Eivissa es la isla de las mil y una caras estacionales. Durante la pasada semana ha habido unos cuantos días que amanecían totalmente encapotados, con un viento que golpeaba con furia las ventanas y azotaba árboles, e incluso con el suelo mojado por una lluvia madrugadora. Son esas mañanas en las que miras al armario pensando, ¿y ahora qué me pongo? Porque no puedes ni imaginarte que, en cuestión de muy pocas horas, esas nubes prietas van a desvanecerse doblegadas, finalmente, ante los rayos de sol propios de la primavera.

Pero esto no fue cosa de un día aislado, sino una repetición que se encadenó casi de lunes a viernes. Ver paraguas a las 10.00 que se convierten en sombrillas a las 16.00 parece algo atípico en nuestro clima mediterráneo, donde el tiempo no suele ser tan variable y el día gris no se convierte en soleado por la tarde. De hecho, es algo que me evoca más al merchandising típico de otros países, como Irlanda, donde te avisan en camisetas y souvenirs que en un mismo día pueden darse las cuatro estaciones del año. Aunque compruebo que en Eivissa puede ocurrir un tanto de lo mismo.
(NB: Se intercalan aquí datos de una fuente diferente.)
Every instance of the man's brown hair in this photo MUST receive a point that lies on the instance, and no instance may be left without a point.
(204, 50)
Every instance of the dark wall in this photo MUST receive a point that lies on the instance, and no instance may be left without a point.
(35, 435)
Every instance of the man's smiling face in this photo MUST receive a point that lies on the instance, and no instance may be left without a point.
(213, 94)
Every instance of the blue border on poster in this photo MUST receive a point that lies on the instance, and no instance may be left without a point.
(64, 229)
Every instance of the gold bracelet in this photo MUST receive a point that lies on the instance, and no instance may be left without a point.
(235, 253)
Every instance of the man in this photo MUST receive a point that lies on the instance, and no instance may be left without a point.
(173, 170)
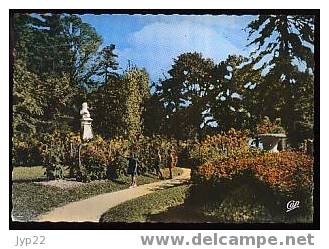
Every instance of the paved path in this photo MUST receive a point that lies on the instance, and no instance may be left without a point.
(91, 209)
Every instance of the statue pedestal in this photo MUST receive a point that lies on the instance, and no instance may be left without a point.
(86, 130)
(270, 141)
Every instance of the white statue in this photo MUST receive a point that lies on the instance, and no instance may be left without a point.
(84, 111)
(86, 130)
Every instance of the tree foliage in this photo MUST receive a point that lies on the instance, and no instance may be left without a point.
(285, 52)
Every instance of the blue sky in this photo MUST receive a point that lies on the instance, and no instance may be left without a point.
(153, 41)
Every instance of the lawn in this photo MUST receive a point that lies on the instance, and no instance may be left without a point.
(141, 209)
(30, 199)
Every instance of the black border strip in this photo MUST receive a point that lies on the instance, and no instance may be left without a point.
(14, 225)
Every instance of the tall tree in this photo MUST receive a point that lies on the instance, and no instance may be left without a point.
(135, 90)
(285, 52)
(57, 43)
(184, 93)
(107, 64)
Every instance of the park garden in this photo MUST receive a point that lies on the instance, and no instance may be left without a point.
(242, 126)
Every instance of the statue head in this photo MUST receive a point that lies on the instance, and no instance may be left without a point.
(84, 106)
(84, 111)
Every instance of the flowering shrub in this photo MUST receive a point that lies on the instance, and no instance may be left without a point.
(287, 171)
(272, 179)
(231, 145)
(99, 158)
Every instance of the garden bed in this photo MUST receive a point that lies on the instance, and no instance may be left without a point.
(30, 199)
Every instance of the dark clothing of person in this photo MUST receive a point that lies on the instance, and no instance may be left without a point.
(132, 166)
(157, 167)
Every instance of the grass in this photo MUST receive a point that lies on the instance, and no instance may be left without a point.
(142, 208)
(30, 199)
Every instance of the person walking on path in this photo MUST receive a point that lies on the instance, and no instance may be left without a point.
(158, 164)
(132, 169)
(172, 161)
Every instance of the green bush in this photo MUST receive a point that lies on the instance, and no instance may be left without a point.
(232, 144)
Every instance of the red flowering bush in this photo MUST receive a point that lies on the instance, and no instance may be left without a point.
(272, 179)
(284, 172)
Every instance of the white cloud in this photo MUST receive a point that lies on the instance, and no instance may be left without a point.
(156, 44)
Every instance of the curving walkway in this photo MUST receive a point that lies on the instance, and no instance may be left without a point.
(92, 208)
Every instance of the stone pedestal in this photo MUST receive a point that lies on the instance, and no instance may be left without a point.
(270, 141)
(86, 129)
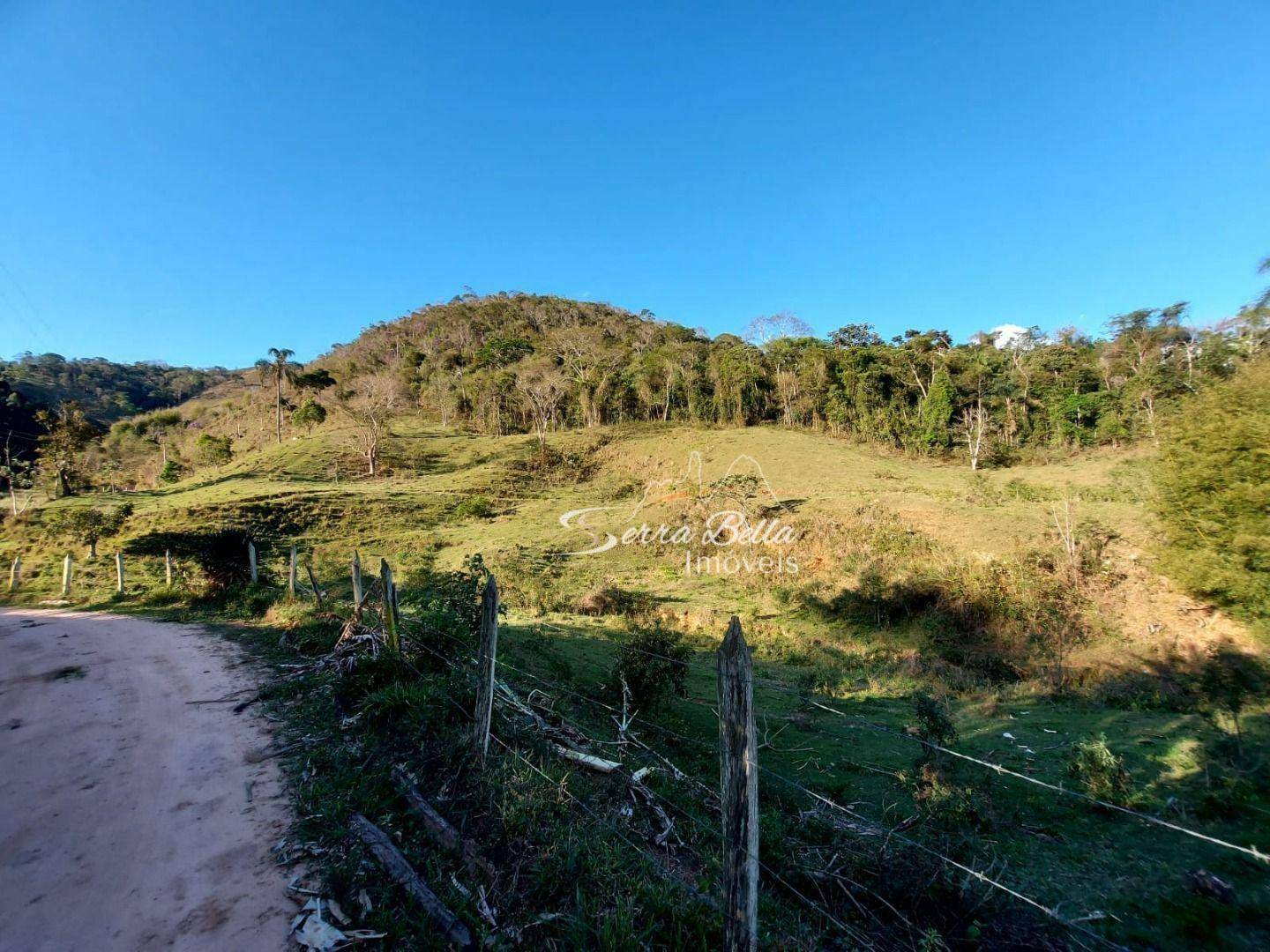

Ahora que ya no hace para bufanda, pero tampoco para bañador, hay que vestirse de modo ‘encebollado’ (es decir, con varias capas) para poder hacer frente al fuerte viento mañanero y sobrellevar los 20 grados que se alcanzan por la tarde. A más de un valiente he visto ya en sandalias y sin camiseta, y aunque eso me parece un poco exagerado, yo misma he salido de casa con botas y chubasquero y un rato más tarde me he ‘cocido’ sentada en una terraza al sol. Un tiempo loco que me hace pensar en algunos dichos que están condenados a desaparecer, porque ahora en el mes de abril ya vienen concentrados todos los adjetivos que antes compartía con sus antecesores «ventoso, lluvioso, florido y hermoso».